Gaunerinnen - страница 21
Stella war von der Krim zum Studium nach Kiew gekommen, genau wie Natalja. Zuerst wohnte sie in einem Studentenwohnheim, später zog sie zusammen mit ihrer Freundin aus dem Kinderheim Olja in eine Mietwohnung. Gemeinsam betrieben sie dubiose Geschäfte.
In Stellas Umgebung waren immer viele Jungen, aber die betrachteten sie eher als Kumpel oder Kameraden. Sie war eine freche Göre. Die Jungen hatten Respekt vor ihr und hörten auf ihre Meinung wie auf eine Führungsperson. Sie hielt Wort wie ein Junge und folgte harten, gerechten Lebensgrundsätzen, sowohl in der Freundschaft als auch in der Liebe. Deshalb konnte sie nicht viele ihrer eigenen Schranken übertreten, die das Leben und erst recht das Überleben eigentlich nur komplizierter machten.
Natalja zum Beispiel war sich sicher, dass jeder Mann auf dem Weg durch das Bett zu kriegen ist. Stella dagegen benutzte andere Tricks, um hochwertige Männer in die Finger zu bekommen. Sie drückte sich klar und redegewandt aus, schaute den Männern direkt in die Augen, sagte in einfachen, gut verständlichen Sätzen, was sie brauchte und wie sie sich ihr Ideal vorstellte.
Die Männer verfingen sich leicht in ihrem Netz, wie unter Hypnose. Sie sahen in ihr eine Seelenverwandte, die unkompliziert und ungezwungen war. Sie erfüllten alle ihre Wünsche, trugen sie auf Händen. Dieses Mädchen besaß eine unglaubliche Macht über Männer. Viele von ihnen litten nach der Trennung mit ihr so schwer, dass sie jahrelang keinen Ersatz finden konnten.

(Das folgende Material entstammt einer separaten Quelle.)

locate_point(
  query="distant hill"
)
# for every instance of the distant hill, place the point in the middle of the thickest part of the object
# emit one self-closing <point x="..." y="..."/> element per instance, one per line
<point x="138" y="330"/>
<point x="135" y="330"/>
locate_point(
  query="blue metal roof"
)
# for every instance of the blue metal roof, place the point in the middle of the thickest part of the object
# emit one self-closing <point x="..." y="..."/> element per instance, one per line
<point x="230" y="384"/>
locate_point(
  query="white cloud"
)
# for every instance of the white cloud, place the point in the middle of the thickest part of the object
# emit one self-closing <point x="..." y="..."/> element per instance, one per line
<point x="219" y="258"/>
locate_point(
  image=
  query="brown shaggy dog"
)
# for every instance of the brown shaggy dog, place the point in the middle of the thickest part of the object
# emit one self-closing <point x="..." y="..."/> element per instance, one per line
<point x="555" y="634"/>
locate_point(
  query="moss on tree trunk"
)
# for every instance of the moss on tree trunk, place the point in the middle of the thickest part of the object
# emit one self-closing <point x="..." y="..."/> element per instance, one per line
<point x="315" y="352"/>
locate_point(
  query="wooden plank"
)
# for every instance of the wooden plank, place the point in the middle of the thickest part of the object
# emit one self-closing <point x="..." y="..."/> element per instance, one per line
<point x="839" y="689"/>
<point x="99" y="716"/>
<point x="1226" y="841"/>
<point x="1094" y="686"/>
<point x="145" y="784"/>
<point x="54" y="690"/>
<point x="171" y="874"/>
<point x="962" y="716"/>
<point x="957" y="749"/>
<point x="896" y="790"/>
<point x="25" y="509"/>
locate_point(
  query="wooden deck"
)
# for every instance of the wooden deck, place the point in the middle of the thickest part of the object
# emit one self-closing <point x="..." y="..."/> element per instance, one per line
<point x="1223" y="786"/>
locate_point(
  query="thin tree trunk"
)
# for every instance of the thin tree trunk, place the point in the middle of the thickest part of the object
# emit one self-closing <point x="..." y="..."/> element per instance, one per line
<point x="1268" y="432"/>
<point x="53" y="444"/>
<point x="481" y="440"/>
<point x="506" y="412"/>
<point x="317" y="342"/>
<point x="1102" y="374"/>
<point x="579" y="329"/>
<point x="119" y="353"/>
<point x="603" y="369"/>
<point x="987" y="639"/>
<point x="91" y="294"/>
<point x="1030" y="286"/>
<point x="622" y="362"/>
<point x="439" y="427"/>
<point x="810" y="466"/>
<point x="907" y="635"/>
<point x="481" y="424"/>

Bald wurde aus Freundschaft und gemeinsamem Geschäft ein Duell zweier heimtückischer Persönlichkeiten. Natalja beneidete Stella darum, dass die Männer sie fast wie eine Königin behandelten. Sie dagegen wollten alle gleich flachlegen. Von Eifersucht und Neid erfüllt, versuchte sie, alle Männer in Stellas Umfeld durchzuficken, als ob sie der Freundin ihre Überlegenheit beweisen wollte. Stella ärgerte sich natürlich, zeigte es aber nicht, sondern blieb kalt und beobachtete schweigend die Geschehnisse. „Ein Mann, der den Reizen dieser Schnalle nicht standhalten kann, ist bestimmt nicht mein Mann“, redete sich Stella ein. Ihre Lebenseinstellung war idealistisch und ihr Mann sollte treu und würdig sein. Wenn nicht, wollte sie lieber alleine bleiben. Besser allein, als mit dem nächsten Besten zusammen sein. Es wäre unerträglich, jeden Augenblick nur den einen Gedanken im Kopf zu haben: „Hat mein lieber Ehemann vielleicht irgendwo unterwegs eine sexgierige Nymphomanin getroffen, die mein Familienidyll zur Hölle machen wird? Einen Ehebruch könnte ich einfach nicht verzeihen, niemandem, niemals. Aber meinen Mann beschatten will ich auch nicht. Das ist schäbig, das machen nur Feiglinge.“
Natürlich verbarg Stella, dass Nataljas Verhalten sie kränkte, und äußerte keine Ansprüche an Natalja. Sie wusste, dass diese nur darauf wartete, dass sie aufgab, wütend wurde und ihr alles ins Gesicht sagte. Stella wollte Natalja blamieren. Dafür war sie bereit, alles zu tun, sogar zuzugeben, dass sie einem Vergleich mit Freundin nicht standhalten würde. Sie war der Meinung, dass nur ein starker Mensch seine Schwäche zugeben kann.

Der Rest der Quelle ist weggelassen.